Many people enjoy bourbon chicken. Those of you who are sauce fans, like my daughter and myself, will fall in love with this bourbon-glazed bourbon chicken recipe.
It’s a Cajun-Asian fusion cuisine that’s become popular in Chinese takeout joints and shopping mall food courts. It’s adored for its sweet and sticky sauce, but it’s also known for its “comfort food” vibe.
Bourbon chicken is neither Cajun nor Asian in origin. There is a sense that it is a product of a specific moment and place in the United States.
FOR THE CHICKEN:
- 1 1/2 pounds of chicken thighs or chicken breast (boneless, skinless)(cut into 1-inch chunks)
- 3 tbsp. of water
- 1 tsp. of soy sauce
- 2 tsp. of cornstarch
FOR THE SAUCE:
- 2 tbsp. of soy sauce
- 1 tsp. of dark soy sauce
- 1 tsp. of rice vinegar or apple cider vinegar
- 3 tbsp. of dark brown sugar
- ½ cup of warm chicken stock or water
- ½ tsp. of sesame oil
- 1/8 tsp. of white pepper
- 3 tbsp. of vegetable oil
- 1 slice of ginger (1/4 inch thick and smashed with knife)

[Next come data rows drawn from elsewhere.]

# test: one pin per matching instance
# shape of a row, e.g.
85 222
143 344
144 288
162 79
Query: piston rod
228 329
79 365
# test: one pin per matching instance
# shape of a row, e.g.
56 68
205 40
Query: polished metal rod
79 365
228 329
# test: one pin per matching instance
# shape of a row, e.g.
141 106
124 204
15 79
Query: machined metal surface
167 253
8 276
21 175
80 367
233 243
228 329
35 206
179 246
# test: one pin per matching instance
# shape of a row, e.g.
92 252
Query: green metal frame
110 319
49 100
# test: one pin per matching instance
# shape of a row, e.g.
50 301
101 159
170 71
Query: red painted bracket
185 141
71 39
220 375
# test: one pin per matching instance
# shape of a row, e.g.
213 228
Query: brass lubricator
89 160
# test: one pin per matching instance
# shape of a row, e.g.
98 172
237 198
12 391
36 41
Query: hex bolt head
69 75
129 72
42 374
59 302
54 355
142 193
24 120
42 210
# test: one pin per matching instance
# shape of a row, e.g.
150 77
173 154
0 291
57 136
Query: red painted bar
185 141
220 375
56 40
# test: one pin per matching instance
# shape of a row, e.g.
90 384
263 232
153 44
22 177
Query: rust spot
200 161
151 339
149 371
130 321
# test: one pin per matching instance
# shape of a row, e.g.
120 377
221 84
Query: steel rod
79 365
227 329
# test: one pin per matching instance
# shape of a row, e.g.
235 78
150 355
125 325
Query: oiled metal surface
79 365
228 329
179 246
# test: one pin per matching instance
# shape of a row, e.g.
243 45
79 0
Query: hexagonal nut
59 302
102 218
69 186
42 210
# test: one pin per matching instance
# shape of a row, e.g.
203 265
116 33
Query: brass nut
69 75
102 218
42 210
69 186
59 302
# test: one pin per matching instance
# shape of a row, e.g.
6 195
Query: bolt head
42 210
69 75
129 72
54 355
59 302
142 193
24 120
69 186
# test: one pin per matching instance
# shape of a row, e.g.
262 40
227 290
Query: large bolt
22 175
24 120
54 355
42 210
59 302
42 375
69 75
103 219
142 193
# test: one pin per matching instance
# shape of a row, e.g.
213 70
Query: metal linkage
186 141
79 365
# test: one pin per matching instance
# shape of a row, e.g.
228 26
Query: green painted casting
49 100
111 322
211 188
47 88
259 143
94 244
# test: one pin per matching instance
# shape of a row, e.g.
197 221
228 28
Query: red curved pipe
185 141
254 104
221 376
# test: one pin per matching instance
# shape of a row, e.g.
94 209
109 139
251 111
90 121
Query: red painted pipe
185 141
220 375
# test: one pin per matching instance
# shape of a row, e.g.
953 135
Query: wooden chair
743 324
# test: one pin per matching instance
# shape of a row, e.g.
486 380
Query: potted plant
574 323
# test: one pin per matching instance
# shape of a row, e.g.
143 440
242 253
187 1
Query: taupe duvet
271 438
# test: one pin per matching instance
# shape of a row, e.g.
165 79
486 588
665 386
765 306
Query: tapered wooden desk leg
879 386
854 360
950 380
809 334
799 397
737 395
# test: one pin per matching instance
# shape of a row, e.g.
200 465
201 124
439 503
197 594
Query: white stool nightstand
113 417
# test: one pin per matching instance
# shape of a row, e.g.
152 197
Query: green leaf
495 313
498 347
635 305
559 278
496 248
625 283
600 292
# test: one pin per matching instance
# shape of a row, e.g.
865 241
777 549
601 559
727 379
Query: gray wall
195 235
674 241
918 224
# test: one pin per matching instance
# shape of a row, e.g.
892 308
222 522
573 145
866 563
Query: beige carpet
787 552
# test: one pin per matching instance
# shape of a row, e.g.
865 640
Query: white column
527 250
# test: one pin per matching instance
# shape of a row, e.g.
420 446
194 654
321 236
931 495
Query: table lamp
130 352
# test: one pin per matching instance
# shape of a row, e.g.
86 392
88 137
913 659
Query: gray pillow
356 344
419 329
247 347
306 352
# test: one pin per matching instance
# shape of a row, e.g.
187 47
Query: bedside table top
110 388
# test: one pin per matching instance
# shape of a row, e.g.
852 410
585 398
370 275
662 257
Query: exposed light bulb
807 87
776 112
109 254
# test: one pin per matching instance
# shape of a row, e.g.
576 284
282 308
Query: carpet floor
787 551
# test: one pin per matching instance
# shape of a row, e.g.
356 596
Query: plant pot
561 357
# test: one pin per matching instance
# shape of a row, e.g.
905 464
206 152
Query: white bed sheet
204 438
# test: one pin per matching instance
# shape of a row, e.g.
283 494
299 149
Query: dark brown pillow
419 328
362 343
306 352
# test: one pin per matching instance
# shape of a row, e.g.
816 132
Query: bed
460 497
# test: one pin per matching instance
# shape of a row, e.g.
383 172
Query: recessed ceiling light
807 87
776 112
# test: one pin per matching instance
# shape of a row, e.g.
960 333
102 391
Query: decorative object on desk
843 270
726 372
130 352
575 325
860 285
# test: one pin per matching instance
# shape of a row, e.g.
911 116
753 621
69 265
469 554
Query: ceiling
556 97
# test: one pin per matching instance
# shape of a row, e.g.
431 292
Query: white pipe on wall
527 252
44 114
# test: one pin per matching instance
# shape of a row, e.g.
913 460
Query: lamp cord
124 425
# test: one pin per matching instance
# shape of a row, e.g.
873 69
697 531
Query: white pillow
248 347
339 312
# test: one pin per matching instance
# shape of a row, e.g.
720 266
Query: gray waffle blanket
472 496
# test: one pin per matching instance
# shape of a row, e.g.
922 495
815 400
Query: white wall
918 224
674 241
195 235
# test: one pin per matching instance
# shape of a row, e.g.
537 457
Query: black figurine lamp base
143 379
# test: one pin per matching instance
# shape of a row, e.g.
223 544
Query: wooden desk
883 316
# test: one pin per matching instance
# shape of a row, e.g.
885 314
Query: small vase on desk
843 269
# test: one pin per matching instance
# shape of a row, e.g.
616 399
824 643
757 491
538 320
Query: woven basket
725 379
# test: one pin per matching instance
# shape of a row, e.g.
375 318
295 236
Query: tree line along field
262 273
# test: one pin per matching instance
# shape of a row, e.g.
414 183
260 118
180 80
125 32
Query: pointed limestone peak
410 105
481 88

- 2 cloves of garlic (minced)
- ¼ cup of onion (minced)
- 2 tbsp. of bourbon
- 1 tbsp. of cornstarch (mixed with 2 tablespoons water)
- 1 scallion (chopped)
- First, marinate the chicken. Work the chicken chunks with your hands until they’ve absorbed all of the soy sauce and 3 tablespoons of water. When using chicken breast, add water and soy sauce to keep the meat wet and soft.
- Mix 2 teaspoons of cornstarch into the chicken once it has absorbed the liquid, and put aside.
- Soy sauce and black soy sauce are combined with rice vinegar, brown sugar, chicken stock, or water and sesame oil and white pepper to make the sauce. Set aside.
- Chicken should be spread out in a wok or large frying pan with 3 tablespoons of vegetable oil on high heat until it’s almost smoking. For 1 minute, fry the chicken on one side alone. Using a metal wok spatula, flip the chicken over and cook for one minute on the other side (or a rubber spatula if you don’t have access to metal equipment). After the chicken has been seared, remove it to a platter and turn off the heat. Set aside for later.
- Put the wok back on medium heat and add the ginger, garlic, and onion, if using. The mixture should be stir-fried for 20 seconds or until the onion is transparent.
- Deglaze the pan with the bourbon; the alcohol will cook out almost completely, leaving only the taste. Put the sauce mixture into the wok and continue to stir for another 30 seconds or so to deglaze the pan. Deglaze the wok by adding the sauce mixture and stirring for another 30 seconds or more. Stir the sauce until it returns to a simmer, then add the cornstarch/water combination slowly (stir it up first, as the cornstarch may have settled).
- Continue stirring and cooking until the sauce coats a spoon. To avoid any surprises, you can either remove the piece of broken ginger or notify your guests in advance. Serve with steamed white rice and scallions!